Vom Verkäufer bereitgestellte Beschreibung
SOLY CISSÉ
In seinen Collagen und Gemälden inszeniert er Figuren, die von Zweifeln gequält werden und den Launen einer von Menschen aus dem Gleichgewicht gebrachten Natur ausgeliefert sind. Soly Cissé ist ein Künstler mit vielfältiger Werkform... Seine Kunst erstreckt sich auf verschiedene Medien: Collagen, Malerei, Installationen, Video, Skulpturen, ... In jeder seiner Arbeiten zieht sich als Leitfaden seine Hybriden, seine Tiere, seine Geister, Piktogramme, Graffiti und Silhouetten der Sénoufos durch. Formen entstehen, gefangen im fließenden Bewegungszustand der schmelzenden Farbe, am Rand der Figuration. Unvollendete Kreaturen und Figuren, die zu einem uneindeutigen Stadium der Menschheit gehören (vor- oder nachher?). Kinder, Tiere - alle werden frontal erfasst, ihre Gesichter halb skizziert. Er malt, modelliert, formt Kraftpapier, Ton, arbeitet die Leinwände in grafischen Serien, recycelt Holz. Soly Cissé erforscht riskante, neuartige Wege. Er ist von einer gesunden Wut erfüllt, überzeugt von seinen Einflüssen, um sie nicht zu benennen. Dem urbanen Klang höre er zu, gehört zu jenen, die kühn das Adjektiv „afrikanisch“ ohne Bedauern oder Reue ablegen können, denn Afrika sei heute in ihm als Treiber der Moderne. Die Linie, von Cissé entschieden, nervös, wendig, greift die Kohle wieder dort auf, wo sie von seinen fernen Ahnen gelassen worden war. Schnell fängt er das Wesen durch das Fehlen des Formbaren ein; die Figuren entstehen so aus dem Unformbaren, ohne es zu schockieren. Ein stilles Augenzwinkern zum Schicksal.

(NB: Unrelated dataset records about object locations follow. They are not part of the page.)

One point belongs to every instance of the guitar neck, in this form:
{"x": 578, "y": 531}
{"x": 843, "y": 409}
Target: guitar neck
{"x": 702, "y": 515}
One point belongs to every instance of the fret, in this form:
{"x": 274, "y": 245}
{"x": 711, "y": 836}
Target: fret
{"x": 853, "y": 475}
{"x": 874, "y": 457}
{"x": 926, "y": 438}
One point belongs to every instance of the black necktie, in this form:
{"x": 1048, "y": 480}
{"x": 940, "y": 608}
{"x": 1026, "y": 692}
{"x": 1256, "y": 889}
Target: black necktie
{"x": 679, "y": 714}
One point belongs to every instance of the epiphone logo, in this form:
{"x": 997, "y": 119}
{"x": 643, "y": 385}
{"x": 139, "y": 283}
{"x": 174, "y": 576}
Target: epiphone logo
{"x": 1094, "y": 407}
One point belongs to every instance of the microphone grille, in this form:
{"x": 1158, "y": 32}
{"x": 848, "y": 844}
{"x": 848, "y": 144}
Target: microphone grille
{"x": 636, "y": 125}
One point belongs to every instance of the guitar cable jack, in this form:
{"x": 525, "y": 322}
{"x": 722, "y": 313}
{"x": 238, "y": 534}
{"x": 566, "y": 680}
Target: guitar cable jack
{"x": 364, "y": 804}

Der Werks von Soly Cissé besticht durch seine eigenwillige, spontane Graphik. In seinen Collagen offenbaren die Geister und die beunruhigenden oder schützenden Figuren nicht die Gottheiten einer Kultur, sondern eine Fata Morgana.
Er zeigt eine deutliche Absicht, eine fruchtbare und dynamische Spannung zu provozieren. Je tiefer man in sein Mikrokosmos aus Geistern und Monstern eindringt, desto stärker zeigen sich die großen Auseinandersetzungen zwischen intensiven Blautönen und grellen Gelbtönen. In der langsamen, beharrlichen Entdeckung seiner bildnerischen Sprache gelingt allmählich die Harmonie, ihr Gleichgewicht neu herzustellen.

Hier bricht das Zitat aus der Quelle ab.